My relationship with Transgender Day of Remembrance (November 20) changed after I realized I was a trans woman. So much of it is an occasion for cis and non-Black trans allies to gain performativity points by lamenting the living conditions of trans women of color only after they have been murdered. Cis people in particular seem so eager to enforce their belief that trans women are subsisting in pure misery that anything justifying our (trans women’s) suffering is credible.
We see this in the oft-repeated, decontextualized lie that the average age of a trans woman of color in the United States is 35 years. Restoring the context, as done in this article, desensationalizes the factoid almost to inanity: a trans woman of color’s life expectancy is 35 given that she is a murder victim in Central or South America.
For comparison, Northwestern’s Institute for Policy Research says the mean age of a homicide victim in Chicago is 29 years old.
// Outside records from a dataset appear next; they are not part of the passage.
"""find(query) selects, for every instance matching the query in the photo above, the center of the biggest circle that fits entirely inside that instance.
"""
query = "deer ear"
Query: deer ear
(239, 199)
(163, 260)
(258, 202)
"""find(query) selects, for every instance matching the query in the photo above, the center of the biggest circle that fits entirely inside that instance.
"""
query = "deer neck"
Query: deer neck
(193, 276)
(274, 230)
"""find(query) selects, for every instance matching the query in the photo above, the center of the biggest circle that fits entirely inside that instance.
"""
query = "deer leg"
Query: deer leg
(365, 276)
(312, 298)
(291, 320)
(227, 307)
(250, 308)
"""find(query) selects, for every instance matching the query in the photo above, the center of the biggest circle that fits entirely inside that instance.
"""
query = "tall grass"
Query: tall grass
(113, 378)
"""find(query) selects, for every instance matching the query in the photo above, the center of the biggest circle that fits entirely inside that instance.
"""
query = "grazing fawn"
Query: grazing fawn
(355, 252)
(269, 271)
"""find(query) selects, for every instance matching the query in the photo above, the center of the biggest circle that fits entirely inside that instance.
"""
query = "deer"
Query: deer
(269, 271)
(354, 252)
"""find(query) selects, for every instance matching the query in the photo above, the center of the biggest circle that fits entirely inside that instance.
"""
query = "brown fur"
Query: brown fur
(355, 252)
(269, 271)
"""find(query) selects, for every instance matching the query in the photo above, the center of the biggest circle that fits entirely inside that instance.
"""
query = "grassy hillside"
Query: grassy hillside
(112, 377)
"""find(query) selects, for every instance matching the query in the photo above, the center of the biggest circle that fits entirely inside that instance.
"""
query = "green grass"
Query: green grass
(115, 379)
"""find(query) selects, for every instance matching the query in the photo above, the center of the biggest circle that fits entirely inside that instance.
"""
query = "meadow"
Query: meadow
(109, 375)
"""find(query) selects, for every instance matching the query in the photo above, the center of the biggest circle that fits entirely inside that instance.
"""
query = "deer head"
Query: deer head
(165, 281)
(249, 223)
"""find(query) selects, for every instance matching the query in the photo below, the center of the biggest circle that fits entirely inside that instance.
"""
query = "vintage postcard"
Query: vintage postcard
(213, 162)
Even with Chicago’s status as a racist dogwhistle for poverty and violence, no one is claiming that the average Chicagoan won’t live past thirty. Nor, of course, does reality bear this out: the average life expectancy there is 71.4 years for Black people and 80.6 years for white people, according to Illinois Department of Vital Records data reported on in the Sun Times.
A similar phenomenon is at work in tobacco control when it comes to reporting smoking rates among trans women. On multiple occasions I’ve heard it quoted or read it printed that “the smoking rate among trans women (or sometimes, ‘trans people’) is as high as 83%.” Like the TDoR statistic, it is true among a certain population, but the asterisks and givens are rarely given. Like the TDoR statistic, my feeling is that it has so much currency because the symbolism of poor, unfortunate, and in this case nicotine-addicted trans women is more interesting than the truth.
83% comes from the 2016 paper Minority Stress, Smoking Patterns, and Cessation Attempts: Findings from a Community-Sample of Transgender Women in the San Francisco Bay Area by Kristi Gamarel and colleagues. The top-line result is accurate as reported: 83% of their sample reported smoking a cigarette in the last month. However, the title alone tells us that we should be careful in generalizing.
To say the obvious, a community sample is a sample of a community, a subset of the overall population. Reading the methods and results sections, we learn that this paper subsets data from a previous project in the early 2000s whose trans women participants all had a history of sex work. We learn that two thirds of the participants did not graduate high school and nearly two thirds had an annual income of less than $12,000.
“83% percent of very low income trans women with a history of sex work report smoking” is still much higher than the national female smoking rate of 21% in the year 2000, but much less surprising. We see high rates reported among other populations facing severe socioeconomic adversity, such as 70-80% among US adults experiencing homelessness, or 71% among female sex workers in one Brazilian city versus 8.3% among all Brazilian women (Devóglio et al., 2017).
In neither the TDoR case nor the tobacco case is the impulse to identify trans precarity inaccurate. Trans people do face specific violence for being trans. The cis male sex partners of Gwen Araujo, whose 2002 murder in Newark, California spawned Trans March, killed her because she was trans. Trans people do use tobacco in part to deal with stressors that they would not have if they weren’t trans (e.g. McQuoid et al., 2021, Hinds et al., 2021). Discussion of these issues, when about us but especially when with us, does not benefit from exaggerating what trans women can see for ourselves is demonstrably untrue. Most trans women are not murder victims, and most trans women are not smokers.
Allies’ discussions on TDoR would often benefit from restoring the agent in discussions of trans people, who rarely have the power to oppress themselves. Trans socioeconomic failure and deaths that become spectacle are most often at the hands of cis-dominant institutions and borne out of imbalanced relationships with cis people, be they intimate partners, as with Gwen Araujo, or family, doctors, or employers. Similarly, when it comes to trans smoking, we should ask why trans people might smoke more. Ironically, Gamarel et al., 2016 gives us some hints. Among their sample, they find that discrimination for being trans correlates with increased odds of being unsuccessful in quitting smoking or not trying to quit in the first place.